Social Workers Showed ‘Lack of Professional Curiosity’ over Abuse Before Adoptive Gay Dad Killed Baby

South Wales Police

Social workers missed too many opportunities to protect a toddler who was murdered by her adoptive father because they saw the gay parents through a “positive lens” and failed to notice signs of abuse, an official report has revealed.

Elsie Scully-Hicks, 18 months old, had suffered a catalogue of abuse including a broken leg and “catastrophic head injuries” during the seven months she was fostered and eventually adopted by Matthew and Craig Scully-Hicks.

In May 2016, she was taken to hospital by fitness instructor Matthew, 31, after he had violently shaken the child and smashed her head on a hard surface at his home in Cardiff, Wales. Elsie died days after being admitted to hospital — just two weeks after being formally adopted.

Scully-Hicks was found guilty of murder in November 2017 and sentenced to life with a minimum of 18 years’ imprisonment.

The Cardiff and Vale Regional Safeguarding Children Board subsequently launched an investigation after it was revealed that social services had visited Matthew Scully-Hicks 15 times and he had taken the child to the doctor’s and hospital multiple times, but there had been “no concern” from authorities over his parenting.
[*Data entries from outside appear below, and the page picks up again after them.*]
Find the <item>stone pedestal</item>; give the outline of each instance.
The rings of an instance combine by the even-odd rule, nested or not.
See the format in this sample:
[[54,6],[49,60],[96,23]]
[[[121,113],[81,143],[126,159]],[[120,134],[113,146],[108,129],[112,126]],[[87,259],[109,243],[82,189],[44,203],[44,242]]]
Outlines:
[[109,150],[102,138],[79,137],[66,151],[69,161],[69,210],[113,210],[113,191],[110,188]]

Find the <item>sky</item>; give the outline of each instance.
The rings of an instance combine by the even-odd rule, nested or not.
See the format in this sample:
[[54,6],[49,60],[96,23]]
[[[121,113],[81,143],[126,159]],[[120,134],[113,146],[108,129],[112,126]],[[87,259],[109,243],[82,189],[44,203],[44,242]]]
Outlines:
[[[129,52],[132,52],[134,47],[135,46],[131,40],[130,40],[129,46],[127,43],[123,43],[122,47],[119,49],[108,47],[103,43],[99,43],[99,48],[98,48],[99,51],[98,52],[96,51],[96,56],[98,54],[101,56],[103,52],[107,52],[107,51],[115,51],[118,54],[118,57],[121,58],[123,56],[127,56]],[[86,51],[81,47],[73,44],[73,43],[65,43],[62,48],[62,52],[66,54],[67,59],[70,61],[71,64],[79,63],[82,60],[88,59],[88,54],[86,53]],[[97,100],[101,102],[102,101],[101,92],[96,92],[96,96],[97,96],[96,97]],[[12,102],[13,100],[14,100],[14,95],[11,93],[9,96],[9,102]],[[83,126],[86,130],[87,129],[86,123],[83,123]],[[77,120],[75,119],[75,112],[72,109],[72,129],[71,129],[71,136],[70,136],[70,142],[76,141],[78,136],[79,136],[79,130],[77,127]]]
The report found that both Matthew and his 36-year-old husband Craig, a company director who was often away from home, were seen through a “positive lens” and were praised as “very positive parents” since the child was placed with them in September 2015 when she was 10 months old.

“Given how strongly this view was held, the injuries that the child sustained were never considered as anything other than childhood accidents,” the report said, adding there was “a lack of professional curiosity regarding the child’s experiences and injuries”.

Criticising authorities for missing other signs of abuse, the authority added that “the omission of identifying the second fracture to the child’s upper leg on the X-ray was a missed opportunity to [have] raised safeguarding concerns and instigate child protection procedures.

“The observations and recording of the large bruise to the child’s forehead both by children’s services and health was absent.

“This resulted in the large bruise becoming ‘invisible’ to professionals and did not form part of building an overall picture of what was happening to the child before the final report to the court prior to the adoption order hearing being made.”

The report claimed that lessons would be learnt from the death of Elsie, writing: “There is always learning to be gained and this case is no different.”

Lance Carver, social services chief at Vale of Glamorgan council, apologised to the natural family of Elsie but said that no disciplinary action had been taken against social service staff, according to The Times.

“Social workers and staff from all agencies saw the adoption as very positive,” he said.

“The report identifies issues that ‘that positive lens’ meant that they were not looking in the way they should have been… We have taken that fully on board.”

Elsie, or Shayla, as her birth family called her, was taken from her drug-abusing mother shortly after birth, but her extended family said last year that had she been allowed to be adopted by relatives, she would still be alive today.

According to an opinion piece by columnist Sarah Vine, a whistleblower with 30 years’ experience in social services in Elsie’s local authority believes that the Scully-Hickses may not have been as thoroughly vetted or challenged over Elsie’s injuries as it seemed a positive move by authorities to place a child with a gay couple.